Mr Hansson says “One of the challenges is to fit all the equipment in the battery container. Also, the container compartment itself has to be fire protected, have the correct A60 fire insulation and be class-approved.”
He adds “The containerised solution has been selected as it allows for flexibility in onboard placement without searching for additional space. It allows for a retrofit standardisation for different container vessel classes as well.”
Asked about the challenges to using a battery on a container vessel, Mr Jakobsen says “Many battery vendors are not yet ready to meet the harsher requirements of the maritime environment – whether this is from a technical, manufacturing or only a certification perspective.

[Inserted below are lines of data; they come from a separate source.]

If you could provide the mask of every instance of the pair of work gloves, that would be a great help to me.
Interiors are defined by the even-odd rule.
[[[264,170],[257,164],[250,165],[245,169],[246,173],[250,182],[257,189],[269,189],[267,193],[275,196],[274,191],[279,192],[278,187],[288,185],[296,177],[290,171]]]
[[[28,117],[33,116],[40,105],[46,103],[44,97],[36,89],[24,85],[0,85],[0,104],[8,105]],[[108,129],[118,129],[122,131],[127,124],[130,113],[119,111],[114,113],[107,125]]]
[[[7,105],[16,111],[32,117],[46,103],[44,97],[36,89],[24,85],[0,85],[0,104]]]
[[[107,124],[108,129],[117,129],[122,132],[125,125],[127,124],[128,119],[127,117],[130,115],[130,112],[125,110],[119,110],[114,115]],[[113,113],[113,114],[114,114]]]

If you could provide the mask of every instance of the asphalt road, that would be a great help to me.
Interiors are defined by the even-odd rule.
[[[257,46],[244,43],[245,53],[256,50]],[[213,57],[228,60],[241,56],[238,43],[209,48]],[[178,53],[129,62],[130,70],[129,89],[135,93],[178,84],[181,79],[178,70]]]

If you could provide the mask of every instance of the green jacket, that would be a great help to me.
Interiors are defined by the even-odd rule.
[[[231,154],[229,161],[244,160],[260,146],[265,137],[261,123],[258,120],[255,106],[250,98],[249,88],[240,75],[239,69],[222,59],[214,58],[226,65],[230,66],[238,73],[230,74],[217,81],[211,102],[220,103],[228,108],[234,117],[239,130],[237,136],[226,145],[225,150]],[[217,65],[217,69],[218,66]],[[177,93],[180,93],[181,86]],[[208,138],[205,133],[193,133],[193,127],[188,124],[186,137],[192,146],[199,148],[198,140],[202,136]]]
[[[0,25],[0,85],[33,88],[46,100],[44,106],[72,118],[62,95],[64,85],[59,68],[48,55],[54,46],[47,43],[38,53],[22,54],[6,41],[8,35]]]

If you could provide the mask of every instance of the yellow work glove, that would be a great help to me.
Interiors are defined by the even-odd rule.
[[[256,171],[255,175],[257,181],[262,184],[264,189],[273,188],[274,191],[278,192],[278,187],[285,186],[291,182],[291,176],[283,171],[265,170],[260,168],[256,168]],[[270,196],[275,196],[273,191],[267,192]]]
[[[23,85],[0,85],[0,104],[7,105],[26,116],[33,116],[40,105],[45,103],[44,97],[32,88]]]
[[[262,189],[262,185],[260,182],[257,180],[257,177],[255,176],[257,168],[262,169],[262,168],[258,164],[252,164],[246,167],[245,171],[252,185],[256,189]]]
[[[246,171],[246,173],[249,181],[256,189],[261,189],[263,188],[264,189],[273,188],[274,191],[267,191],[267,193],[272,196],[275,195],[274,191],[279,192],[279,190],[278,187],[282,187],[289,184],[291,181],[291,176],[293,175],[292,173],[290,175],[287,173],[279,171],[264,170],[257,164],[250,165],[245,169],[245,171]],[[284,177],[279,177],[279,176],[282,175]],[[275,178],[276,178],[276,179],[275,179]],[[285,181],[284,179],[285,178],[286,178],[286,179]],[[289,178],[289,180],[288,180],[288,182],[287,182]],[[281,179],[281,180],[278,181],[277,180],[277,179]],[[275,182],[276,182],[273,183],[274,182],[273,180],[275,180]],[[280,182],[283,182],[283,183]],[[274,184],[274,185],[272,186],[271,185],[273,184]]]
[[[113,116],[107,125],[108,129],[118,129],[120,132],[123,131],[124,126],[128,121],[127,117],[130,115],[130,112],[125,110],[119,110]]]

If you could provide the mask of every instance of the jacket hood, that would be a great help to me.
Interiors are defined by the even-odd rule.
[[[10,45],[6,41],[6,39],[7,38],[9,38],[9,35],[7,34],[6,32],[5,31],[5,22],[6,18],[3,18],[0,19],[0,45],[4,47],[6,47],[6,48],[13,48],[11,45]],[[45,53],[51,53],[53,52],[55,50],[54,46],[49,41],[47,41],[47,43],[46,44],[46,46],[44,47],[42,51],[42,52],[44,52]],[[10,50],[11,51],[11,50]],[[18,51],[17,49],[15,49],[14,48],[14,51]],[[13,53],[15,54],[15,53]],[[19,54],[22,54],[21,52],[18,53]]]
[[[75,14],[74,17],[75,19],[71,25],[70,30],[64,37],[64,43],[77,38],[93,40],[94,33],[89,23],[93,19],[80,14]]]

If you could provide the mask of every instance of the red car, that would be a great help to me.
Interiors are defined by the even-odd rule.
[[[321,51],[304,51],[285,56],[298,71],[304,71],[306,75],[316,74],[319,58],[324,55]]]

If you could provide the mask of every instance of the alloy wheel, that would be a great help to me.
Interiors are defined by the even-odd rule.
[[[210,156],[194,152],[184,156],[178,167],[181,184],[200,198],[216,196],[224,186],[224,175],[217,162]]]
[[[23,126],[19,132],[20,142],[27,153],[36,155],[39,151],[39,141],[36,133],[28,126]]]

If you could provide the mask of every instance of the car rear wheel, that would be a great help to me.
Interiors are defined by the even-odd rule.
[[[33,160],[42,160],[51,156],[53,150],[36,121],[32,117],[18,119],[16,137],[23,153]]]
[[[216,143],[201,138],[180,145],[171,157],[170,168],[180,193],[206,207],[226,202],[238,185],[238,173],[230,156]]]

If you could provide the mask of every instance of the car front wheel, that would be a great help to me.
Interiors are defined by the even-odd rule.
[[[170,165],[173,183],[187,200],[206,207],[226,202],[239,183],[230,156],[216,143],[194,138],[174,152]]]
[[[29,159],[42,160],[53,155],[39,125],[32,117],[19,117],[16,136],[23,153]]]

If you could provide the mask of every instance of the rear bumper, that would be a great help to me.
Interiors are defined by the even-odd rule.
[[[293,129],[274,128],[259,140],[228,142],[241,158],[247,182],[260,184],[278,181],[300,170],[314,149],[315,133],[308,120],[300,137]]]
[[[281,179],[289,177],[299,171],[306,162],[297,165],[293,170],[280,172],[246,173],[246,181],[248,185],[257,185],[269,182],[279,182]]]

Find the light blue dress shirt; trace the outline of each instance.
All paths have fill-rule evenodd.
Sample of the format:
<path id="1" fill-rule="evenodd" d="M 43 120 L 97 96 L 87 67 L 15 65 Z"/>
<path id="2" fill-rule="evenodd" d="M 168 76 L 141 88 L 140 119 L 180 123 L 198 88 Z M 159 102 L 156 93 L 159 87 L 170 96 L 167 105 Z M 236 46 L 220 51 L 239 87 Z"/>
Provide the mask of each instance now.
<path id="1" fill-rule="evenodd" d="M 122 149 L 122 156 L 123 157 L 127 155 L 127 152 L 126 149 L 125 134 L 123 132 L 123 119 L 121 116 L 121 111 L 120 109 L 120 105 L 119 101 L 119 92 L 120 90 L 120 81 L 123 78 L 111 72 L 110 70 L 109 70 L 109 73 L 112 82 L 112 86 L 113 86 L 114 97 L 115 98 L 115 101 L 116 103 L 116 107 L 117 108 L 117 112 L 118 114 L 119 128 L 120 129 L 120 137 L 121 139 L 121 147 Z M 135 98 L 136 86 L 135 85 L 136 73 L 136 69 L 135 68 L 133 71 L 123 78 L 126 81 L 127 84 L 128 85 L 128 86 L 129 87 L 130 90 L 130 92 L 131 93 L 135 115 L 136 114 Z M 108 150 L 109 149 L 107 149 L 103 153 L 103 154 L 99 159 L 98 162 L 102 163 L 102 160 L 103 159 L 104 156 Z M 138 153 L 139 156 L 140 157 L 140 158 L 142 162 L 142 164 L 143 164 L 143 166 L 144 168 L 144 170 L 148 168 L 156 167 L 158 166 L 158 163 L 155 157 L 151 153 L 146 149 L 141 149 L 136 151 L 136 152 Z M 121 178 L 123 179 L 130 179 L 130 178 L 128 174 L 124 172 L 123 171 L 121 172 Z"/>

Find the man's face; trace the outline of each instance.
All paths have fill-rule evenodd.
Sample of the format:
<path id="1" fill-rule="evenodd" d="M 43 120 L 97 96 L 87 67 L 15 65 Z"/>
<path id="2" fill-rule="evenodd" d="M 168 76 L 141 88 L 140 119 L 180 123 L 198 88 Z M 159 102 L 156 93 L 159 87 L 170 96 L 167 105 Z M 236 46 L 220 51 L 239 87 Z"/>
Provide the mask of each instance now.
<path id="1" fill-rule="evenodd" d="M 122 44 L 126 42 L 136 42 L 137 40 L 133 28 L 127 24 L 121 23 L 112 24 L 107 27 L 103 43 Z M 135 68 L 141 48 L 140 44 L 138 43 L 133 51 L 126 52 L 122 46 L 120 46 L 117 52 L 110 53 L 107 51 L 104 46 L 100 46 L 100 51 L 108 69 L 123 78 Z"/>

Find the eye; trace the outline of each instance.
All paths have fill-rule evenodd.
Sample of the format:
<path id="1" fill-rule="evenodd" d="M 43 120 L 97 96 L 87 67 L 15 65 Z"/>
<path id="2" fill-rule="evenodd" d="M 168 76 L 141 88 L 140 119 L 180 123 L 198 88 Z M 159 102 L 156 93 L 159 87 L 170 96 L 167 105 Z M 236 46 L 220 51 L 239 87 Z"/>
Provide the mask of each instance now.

A first step is to bring more vendors into this space, broadening the market and over time lowering prices as we have been seeing in land-based energy storage. However, to see widespread adoption of the technology, we require an increase in density of energy for the volume and weight.
“This technology maturation will allow the business case to become viable on more vessels where the cost-benefit ratio would have previously been favourable.
Eventually it may open avenues to other use cases such as propelling ships around ports to reduce emissions, or zero-emissions journeys for short-run voyages – but we are far from that today.”
Explaining how the take up of batteries will aid Maersk, Mr Jakobsen says “We will evaluate the success of the pilot system and where the benefits are primarily realised in a real-world environment. We can then consider whether the cost of such a retrofit weighs up against the benefits to be obtained within the Conakry-class, and beyond that into other classes of vessel. However, the business case is likely to make more sense in newbuildings where we can design the vessels to accommodate a battery system from day one.”
And the battery project could also be applied to other Maersk assets. Mr Jakobsen says “we could implement the learnings among all Maersk assets. Terminals, like vessels, require electricity for lights, machinery, electronics and reefers so batteries can play an important role in terminals, even a more important role than on board a vessel. Other groups of vessels operating differently (tugs, salvage) can still gain from understanding how we have utilised this battery system and how we can maximise the benefits.
He sums up “Maersk anticipates that, in the future, energy storage will become a cost-viable solution to reducing the fuel used by electrical loads on board our vessels.”